On Epps’ plantation, Platt is made a “driver” in the fields. Drivers are black slaves who assist the white overseer and “are compelled to do the whipping of their several gangs.” Platt performs this duty reluctantly but “dared not show any lenity” to his fellow slaves when Epps is present. If Epps is absent, though, or at a distance, Platt tries to soften the blows of the whip to spare the slaves as best he can. Platt also tries to help Patsey avoid torment by Epps or his wife. On one occasion, this angers an intoxicated Epps to the point that he tries to kill Platt with a knife. Platt is too fast and is able to avoid the knife thrusts of the drunken man. It becomes almost a deadly game—Epps chasing, Platt dodging—until Mistress Epps finally intervenes to rescue Platt from her husband.

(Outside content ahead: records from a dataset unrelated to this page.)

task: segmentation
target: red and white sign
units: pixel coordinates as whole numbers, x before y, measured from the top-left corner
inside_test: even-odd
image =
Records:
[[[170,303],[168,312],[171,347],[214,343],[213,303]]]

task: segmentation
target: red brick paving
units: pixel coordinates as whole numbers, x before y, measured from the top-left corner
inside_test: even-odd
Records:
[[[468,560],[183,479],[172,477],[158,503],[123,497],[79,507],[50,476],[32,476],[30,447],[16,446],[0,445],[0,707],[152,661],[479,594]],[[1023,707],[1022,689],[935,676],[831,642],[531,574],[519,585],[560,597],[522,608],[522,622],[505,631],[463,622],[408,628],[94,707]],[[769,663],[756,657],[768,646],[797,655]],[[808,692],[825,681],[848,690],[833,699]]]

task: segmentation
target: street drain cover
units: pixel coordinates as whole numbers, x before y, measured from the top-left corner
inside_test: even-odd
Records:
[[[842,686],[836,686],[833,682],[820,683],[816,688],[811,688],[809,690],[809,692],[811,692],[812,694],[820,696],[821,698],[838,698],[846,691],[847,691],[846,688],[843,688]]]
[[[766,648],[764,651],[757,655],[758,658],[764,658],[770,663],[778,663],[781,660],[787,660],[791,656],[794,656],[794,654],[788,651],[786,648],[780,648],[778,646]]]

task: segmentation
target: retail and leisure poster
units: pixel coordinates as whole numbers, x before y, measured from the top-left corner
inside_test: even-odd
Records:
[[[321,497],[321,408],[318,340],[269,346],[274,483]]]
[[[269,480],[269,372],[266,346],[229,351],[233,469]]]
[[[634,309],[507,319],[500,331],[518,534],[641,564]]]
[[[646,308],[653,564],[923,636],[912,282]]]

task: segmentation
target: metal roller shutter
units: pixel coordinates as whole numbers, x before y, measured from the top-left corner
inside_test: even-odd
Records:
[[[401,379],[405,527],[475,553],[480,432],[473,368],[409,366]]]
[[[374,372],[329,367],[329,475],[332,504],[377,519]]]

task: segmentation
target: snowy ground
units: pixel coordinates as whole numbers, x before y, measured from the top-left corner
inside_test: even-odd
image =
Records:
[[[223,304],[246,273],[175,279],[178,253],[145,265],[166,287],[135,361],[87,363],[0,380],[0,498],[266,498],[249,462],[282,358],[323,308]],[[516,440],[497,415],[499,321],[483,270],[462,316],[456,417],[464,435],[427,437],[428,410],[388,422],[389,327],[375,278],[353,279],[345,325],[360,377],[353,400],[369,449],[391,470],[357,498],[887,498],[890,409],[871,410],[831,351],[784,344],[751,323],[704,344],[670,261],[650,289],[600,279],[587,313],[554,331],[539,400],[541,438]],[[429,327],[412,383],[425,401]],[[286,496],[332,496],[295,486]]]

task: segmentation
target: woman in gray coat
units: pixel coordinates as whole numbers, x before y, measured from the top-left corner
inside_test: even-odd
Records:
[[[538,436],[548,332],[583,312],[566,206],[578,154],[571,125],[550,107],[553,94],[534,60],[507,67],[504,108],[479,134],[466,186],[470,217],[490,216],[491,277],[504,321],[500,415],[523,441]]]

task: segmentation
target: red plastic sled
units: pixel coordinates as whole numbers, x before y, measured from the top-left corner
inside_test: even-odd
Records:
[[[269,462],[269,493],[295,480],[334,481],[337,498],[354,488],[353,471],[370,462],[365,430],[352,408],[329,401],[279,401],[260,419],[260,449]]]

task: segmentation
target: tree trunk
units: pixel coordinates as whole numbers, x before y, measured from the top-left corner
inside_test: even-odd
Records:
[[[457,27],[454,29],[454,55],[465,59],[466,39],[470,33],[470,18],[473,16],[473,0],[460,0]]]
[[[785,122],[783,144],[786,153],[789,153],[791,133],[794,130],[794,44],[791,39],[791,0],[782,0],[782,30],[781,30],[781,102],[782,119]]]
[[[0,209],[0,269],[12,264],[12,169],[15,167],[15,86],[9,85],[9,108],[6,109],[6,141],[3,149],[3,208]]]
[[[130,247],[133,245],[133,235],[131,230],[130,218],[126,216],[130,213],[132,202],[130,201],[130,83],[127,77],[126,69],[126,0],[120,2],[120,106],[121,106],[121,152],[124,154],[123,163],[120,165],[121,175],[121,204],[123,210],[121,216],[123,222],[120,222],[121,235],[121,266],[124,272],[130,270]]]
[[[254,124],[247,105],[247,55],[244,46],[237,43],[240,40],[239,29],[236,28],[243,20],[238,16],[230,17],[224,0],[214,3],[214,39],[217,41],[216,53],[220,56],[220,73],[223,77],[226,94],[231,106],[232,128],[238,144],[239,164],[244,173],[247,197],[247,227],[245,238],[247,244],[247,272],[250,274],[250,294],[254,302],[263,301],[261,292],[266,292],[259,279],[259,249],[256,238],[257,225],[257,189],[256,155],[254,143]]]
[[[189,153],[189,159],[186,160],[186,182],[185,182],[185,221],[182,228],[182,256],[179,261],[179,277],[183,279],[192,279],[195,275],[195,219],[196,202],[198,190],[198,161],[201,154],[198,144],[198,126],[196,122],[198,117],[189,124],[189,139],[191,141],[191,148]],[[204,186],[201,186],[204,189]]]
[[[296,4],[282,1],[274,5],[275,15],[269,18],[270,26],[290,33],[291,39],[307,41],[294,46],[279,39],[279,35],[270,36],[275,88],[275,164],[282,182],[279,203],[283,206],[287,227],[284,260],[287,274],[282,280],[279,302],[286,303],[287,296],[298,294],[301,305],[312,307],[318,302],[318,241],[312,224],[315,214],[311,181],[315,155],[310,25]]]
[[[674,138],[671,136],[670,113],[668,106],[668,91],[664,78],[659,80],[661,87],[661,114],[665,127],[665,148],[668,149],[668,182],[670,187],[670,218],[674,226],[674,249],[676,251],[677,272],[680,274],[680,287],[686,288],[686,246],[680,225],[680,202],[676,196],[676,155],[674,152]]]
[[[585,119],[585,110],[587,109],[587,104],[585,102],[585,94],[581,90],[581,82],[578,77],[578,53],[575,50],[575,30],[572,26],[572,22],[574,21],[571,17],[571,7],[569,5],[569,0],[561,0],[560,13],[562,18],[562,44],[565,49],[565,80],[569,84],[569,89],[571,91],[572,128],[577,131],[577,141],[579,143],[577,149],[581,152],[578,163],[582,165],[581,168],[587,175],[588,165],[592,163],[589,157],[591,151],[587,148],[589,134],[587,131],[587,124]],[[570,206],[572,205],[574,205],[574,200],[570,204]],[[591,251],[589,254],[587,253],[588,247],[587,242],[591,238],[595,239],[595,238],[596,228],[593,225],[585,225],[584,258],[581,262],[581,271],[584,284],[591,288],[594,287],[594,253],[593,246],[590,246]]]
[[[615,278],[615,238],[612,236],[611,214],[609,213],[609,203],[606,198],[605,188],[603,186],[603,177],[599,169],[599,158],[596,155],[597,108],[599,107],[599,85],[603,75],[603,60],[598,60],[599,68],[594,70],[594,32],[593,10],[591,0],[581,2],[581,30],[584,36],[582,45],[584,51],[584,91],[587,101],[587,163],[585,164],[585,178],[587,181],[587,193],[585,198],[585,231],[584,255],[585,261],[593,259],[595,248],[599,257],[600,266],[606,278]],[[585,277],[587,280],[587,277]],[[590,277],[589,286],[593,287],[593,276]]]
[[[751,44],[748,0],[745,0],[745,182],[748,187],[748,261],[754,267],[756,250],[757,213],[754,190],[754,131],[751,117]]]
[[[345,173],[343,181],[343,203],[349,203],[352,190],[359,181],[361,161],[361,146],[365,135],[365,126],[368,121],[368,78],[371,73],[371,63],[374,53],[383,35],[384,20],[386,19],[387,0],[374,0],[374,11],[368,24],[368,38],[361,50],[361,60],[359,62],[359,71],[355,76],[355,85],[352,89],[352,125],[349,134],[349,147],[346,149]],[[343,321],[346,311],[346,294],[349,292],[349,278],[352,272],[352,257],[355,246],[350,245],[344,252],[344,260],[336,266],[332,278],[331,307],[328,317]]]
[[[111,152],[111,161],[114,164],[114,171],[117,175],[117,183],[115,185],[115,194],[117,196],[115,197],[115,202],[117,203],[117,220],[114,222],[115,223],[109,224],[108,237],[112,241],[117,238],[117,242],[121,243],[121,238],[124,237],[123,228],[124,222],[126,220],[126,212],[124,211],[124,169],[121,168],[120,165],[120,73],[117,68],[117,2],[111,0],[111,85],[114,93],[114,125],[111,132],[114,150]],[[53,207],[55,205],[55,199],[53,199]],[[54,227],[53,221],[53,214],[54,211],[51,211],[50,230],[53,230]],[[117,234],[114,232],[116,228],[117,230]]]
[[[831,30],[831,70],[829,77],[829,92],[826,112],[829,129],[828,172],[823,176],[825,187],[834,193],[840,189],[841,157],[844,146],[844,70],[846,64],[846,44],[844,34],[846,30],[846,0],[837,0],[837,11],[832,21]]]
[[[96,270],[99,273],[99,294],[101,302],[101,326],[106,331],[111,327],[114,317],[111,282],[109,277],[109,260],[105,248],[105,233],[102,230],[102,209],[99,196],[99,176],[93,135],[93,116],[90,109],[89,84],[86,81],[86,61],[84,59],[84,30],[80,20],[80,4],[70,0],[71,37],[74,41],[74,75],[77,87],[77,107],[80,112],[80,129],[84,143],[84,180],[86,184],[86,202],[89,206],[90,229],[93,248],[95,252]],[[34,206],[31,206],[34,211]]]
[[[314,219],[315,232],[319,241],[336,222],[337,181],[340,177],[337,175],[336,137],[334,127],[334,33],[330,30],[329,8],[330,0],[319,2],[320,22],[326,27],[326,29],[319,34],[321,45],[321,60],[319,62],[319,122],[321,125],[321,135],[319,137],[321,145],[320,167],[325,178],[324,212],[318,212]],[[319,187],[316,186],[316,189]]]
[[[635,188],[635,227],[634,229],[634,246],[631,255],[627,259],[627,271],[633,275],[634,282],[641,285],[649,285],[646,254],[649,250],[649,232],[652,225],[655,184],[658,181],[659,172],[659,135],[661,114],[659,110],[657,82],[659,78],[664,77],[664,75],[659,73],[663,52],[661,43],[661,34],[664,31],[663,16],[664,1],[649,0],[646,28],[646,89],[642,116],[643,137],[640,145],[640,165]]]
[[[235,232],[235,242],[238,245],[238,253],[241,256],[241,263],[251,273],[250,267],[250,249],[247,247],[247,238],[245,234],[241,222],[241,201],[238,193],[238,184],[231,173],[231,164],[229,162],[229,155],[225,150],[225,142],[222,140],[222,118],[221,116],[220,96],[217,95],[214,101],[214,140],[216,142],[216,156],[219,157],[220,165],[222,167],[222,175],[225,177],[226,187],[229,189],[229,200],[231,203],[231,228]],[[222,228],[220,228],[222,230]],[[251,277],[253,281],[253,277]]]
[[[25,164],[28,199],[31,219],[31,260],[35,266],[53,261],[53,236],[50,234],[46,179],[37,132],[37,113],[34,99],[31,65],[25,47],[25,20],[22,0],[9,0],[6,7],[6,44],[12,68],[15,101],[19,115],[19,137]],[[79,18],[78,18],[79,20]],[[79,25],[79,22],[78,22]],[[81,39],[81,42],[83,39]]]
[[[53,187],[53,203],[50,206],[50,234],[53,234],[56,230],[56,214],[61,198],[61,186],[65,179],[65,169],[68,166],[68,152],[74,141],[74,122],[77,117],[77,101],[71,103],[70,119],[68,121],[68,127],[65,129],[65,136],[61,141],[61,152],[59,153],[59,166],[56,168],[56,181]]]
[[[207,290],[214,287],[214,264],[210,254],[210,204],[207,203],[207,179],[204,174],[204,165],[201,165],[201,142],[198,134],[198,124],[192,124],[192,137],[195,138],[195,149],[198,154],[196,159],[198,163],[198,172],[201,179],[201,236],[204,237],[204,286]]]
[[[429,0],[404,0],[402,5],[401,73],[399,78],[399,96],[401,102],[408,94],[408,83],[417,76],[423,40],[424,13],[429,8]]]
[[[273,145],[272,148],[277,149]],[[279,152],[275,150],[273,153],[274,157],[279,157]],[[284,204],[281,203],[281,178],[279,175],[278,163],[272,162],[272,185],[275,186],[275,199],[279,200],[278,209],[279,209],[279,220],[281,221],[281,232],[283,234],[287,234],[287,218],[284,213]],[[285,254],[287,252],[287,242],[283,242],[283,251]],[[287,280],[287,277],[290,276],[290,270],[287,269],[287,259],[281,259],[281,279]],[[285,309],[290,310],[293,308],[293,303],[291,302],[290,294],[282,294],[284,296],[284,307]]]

Epps hires a poor white man named Armsby to work in the fields with the slaves. Platt risks asking Armsby to mail a letter for him, and Armsby agrees to in return for payment. Armsby then betrays Platt’s plan to Epps. Epps is suspicious of Platt, but in the end the slave is able to convince his master that Armsby is a liar. After that, Platt is fearful he will be caught and punished by his master for any attempts to escape, or wors, that he will never be rescued at all.


Here in Chapter XVI, Northup finally addresses in honest detail his moral complicity in the whipping of slaves. He begins by describing the white “overseer” in contrast to the black “driver” on Epps’ plantation. The qualifications to be an overseer are “utter heartlessness, brutality and cruelty.” Drivers are assigned to assist the overseer in keeping slaves working at peak performance. To do this, drivers “are compelled to do the whipping of their several gangs.” For eight years of his enslavement to Edwin Epps, Platt was the driver who did this. Northup describes his obvious reluctance at being the hand behind this cruelty and finally admits it as a moral weakness that slavery has exposed in him: “I dared not show any lenity, not having the Christian fortitude of a certain well-known Uncle Tom sufficiently to brave his wrath, by refusing to perform the office.” However, he is adamant about telling the ways in which he tried to secretly limit the suffering he must inflict.

His moral failing is contrasted and magnified in the persons of Epps and Armsby. Epps has grown so corrupt by the brutality of slavery that even the thought of murdering Platt becomes simply a game for him. He chases Platt around and around, trying to kill him simply for the sport of it. Armsby has felt the lowness and poverty of having to work alongside the black slave just to keep himself fed, but despite that sympathetic experience, he thinks nothing of taking Platt’s money and then betraying Platt to his master. In this chapter, Northup acknowledges his own corruption in the slave economy, and yet it’s the entire institution of slavery that is tried and found morally wanting.